Anybody Remember the Red Lion Case?”

“Those who are arguing for reestablishment of the Fairness Doctrine have not done their homework.  The Doctrine survived in Red Lion in 1969, because of the “scarcity” of broadcast outlets, as opposed to print media ones.  Justice White was about twenty years behind the technology curve when he wrote that decision.

In the 21st Century no one who pays attention could say that electronic media are scarce without laughing.  It is newspapers that are becoming scarce, because in what Thomas Jefferson called “the marketplace of ideas,” the electronic media are bringing more ideas, more quickly, to the public than print media can possibly match.

The Fairness Doctrine might somehow be reestablished, by Congress, or by appointments to the Federal Communication Commission by a new President.  Either would be a serious mistake.  But, as long as the Supreme Court remains capable of assessing facts, and honest in its approach to the First Amendment, even if the Democratic Congress could revive it, the Fairness Doctrine will remain legally dead.”
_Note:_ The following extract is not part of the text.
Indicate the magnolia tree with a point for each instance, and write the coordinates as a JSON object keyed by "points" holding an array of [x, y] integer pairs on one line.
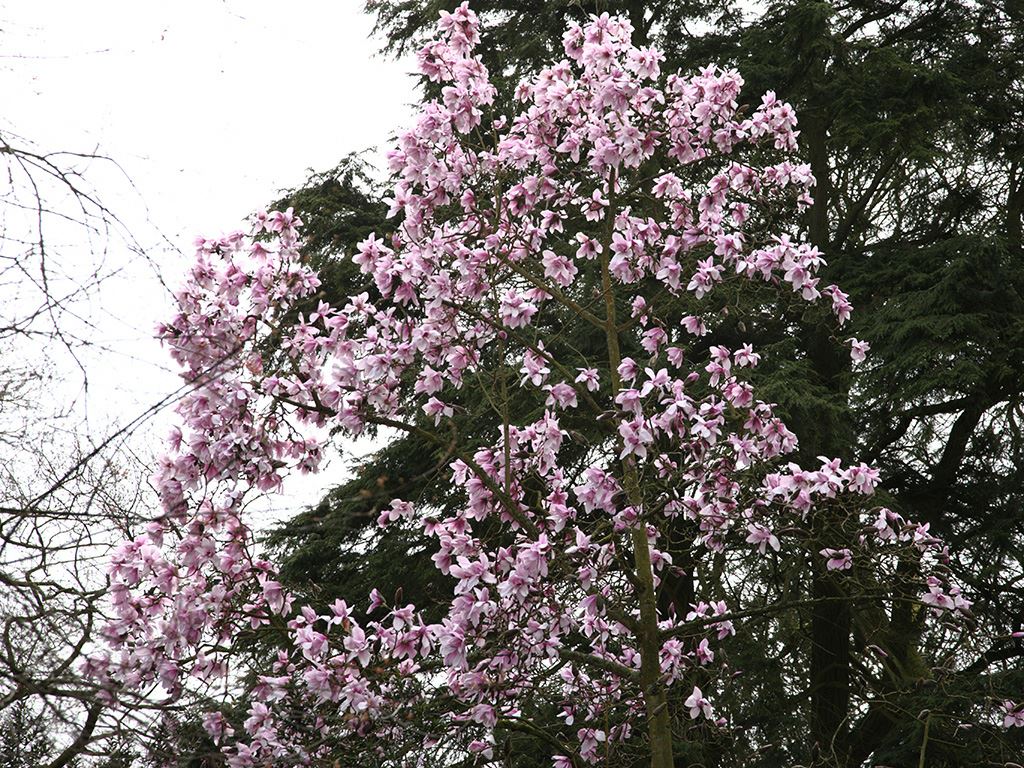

Juice Readers. Will reinstatement of the Fairness Doctrine require Orange Juice founder Art Pedroza to offer equal time and space for Santa Ana City manager David Ream or Mayor Miguel Pulido?

I hope we don’t go down that road. We surely do not wish to see government regulation of the airwaves. It beings back memories of Pravda (“The Truth”) the leading newspaper of the Soviet Union and an official organ of the Central Committee of the Communist Party between 1912 and 1991.

Our Founding Fathers very First Amendment to the U.S. Constitution reads in part “Congress shall make no law….abridging the freedom of speech, or of the press, etc”

Speech compulsion should not be on the table. If you don’t like what Sean Hannity has to say, be it on KABC or FOX News, change stations or shut off your radio/TV sets. Having over 100 TV channels to select from you do have other choices be it network, satellite or cable TV and a full range of AM and FM radio stations.